Comparison of DEseq vs. Limma(log2 data)

plot(exprs_breaks, csg_DESeq2,
     type = "l",
     col = "red",
     xaxt="n",
     xlab = "log10 expression",
     ylab = paste0("Cumulative significant genes (FDR < ", min.fdr, ")"),
     main = "Cumulative significant genes by log10 count")
lines(exprs_breaks, csg_limma, type = "l", col = "green")
labels <- sapply(1:5,function(i) as.expression(bquote(10^ .(i))))
axis(1,at=1:5,labels=labels)
legend("bottomright", c("DEseq2",  "limma"), col=c("red",  "green"), lwd=10)

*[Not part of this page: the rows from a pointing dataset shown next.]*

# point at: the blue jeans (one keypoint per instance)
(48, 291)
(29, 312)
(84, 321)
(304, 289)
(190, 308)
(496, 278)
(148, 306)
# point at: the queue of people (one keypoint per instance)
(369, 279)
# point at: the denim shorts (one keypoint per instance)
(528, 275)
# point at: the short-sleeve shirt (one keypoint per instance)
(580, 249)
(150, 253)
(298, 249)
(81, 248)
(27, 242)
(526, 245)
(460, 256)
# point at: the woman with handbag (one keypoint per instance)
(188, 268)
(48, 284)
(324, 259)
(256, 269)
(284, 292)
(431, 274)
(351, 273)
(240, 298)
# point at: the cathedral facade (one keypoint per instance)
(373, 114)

plot(exprs_breaks, csg_DESeq2/max(csg_DESeq2),
     type = "l",
     col = "red",
     xaxt="n",
     xlab = "log10 expression",
     ylab = paste0("Cumulative proportion of significant genes (fdr < ", min.fdr, ")"),
     main = "Cumulative proportion of significant genes by log10 count")
lines(exprs_breaks, csg_limma/max(csg_limma), type = "l", col = "green")
labels <- sapply(1:5,function(i) as.expression(bquote(10^ .(i))))
axis(1,at=1:5,labels=labels)
legend("right", c("DEseq2",  "limma"), col=c("red",  "green"), lwd=10)

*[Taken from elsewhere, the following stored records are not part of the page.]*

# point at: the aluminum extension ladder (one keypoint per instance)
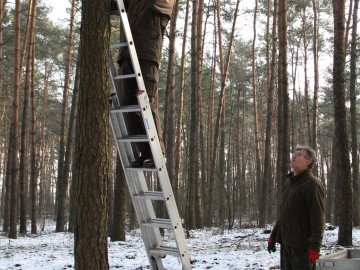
(143, 198)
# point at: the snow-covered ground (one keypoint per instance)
(209, 249)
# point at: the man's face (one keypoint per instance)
(299, 161)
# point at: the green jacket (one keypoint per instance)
(301, 222)
(148, 20)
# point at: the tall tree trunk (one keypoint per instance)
(353, 118)
(271, 66)
(306, 83)
(1, 48)
(315, 108)
(193, 145)
(33, 168)
(14, 129)
(283, 101)
(63, 179)
(93, 163)
(343, 196)
(255, 112)
(199, 44)
(177, 149)
(74, 140)
(120, 198)
(221, 109)
(24, 149)
(169, 126)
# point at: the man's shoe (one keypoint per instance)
(114, 10)
(140, 161)
(148, 163)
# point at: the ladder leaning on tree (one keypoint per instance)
(143, 198)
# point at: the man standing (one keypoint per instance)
(148, 20)
(301, 224)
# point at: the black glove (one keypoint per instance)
(271, 245)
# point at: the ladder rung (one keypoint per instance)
(121, 77)
(158, 223)
(134, 138)
(118, 45)
(140, 169)
(128, 108)
(150, 195)
(164, 250)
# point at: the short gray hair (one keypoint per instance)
(311, 154)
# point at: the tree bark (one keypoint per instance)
(120, 198)
(93, 163)
(24, 149)
(353, 118)
(14, 129)
(283, 101)
(63, 168)
(271, 66)
(343, 195)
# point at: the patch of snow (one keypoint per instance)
(209, 249)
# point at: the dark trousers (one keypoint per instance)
(295, 259)
(150, 72)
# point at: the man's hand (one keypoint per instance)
(271, 245)
(313, 255)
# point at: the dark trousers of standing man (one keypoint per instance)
(150, 72)
(295, 258)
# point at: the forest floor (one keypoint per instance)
(209, 249)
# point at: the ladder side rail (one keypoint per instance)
(143, 98)
(144, 211)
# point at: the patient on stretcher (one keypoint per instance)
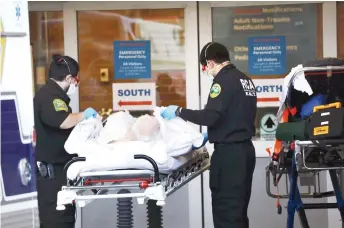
(170, 143)
(176, 136)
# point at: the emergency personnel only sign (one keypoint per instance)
(134, 96)
(268, 91)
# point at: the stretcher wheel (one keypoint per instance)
(279, 209)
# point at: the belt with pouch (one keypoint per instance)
(47, 170)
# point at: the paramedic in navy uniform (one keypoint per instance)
(230, 116)
(54, 122)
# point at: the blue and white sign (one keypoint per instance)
(132, 59)
(267, 55)
(134, 96)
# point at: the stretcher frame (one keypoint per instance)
(153, 186)
(298, 165)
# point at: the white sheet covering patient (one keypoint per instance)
(122, 132)
(168, 142)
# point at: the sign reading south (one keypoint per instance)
(267, 55)
(134, 96)
(132, 59)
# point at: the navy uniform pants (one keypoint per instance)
(231, 172)
(47, 190)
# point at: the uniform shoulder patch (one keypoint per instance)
(60, 105)
(215, 90)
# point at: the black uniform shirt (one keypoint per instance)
(231, 108)
(51, 108)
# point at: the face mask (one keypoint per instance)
(210, 77)
(71, 89)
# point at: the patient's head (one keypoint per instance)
(146, 128)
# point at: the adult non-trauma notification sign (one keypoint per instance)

## histogram of proportion of sig genes by mean expression
hist(subset(res_summary, deseq2_padj < min.fdr)[, "mean_exprs"], freq=FALSE,
     col=rgb(1,0,0,1/4), xlab = "log10 expression",
     ylab = paste0("number of sig. genes (fdr < ", min.fdr, ")"),
     main = "Proportion of number of significant genes by log10 count", xaxt = "n")
hist(subset(res_summary, limma_padj < min.fdr)[, "mean_exprs"],freq=FALSE,
     col=rgb(1,1,0,1/4), add = T)
labels <- sapply( 1:5, function(i) as.expression(bquote(10^ .(i))) )
axis(1,at=1:5,labels=labels)
box()
legend("topright", c("DEseq2", "limma"), col=c(rgb(1,0,0,1/4),rgb(1,1,0,1/4)), lwd=10)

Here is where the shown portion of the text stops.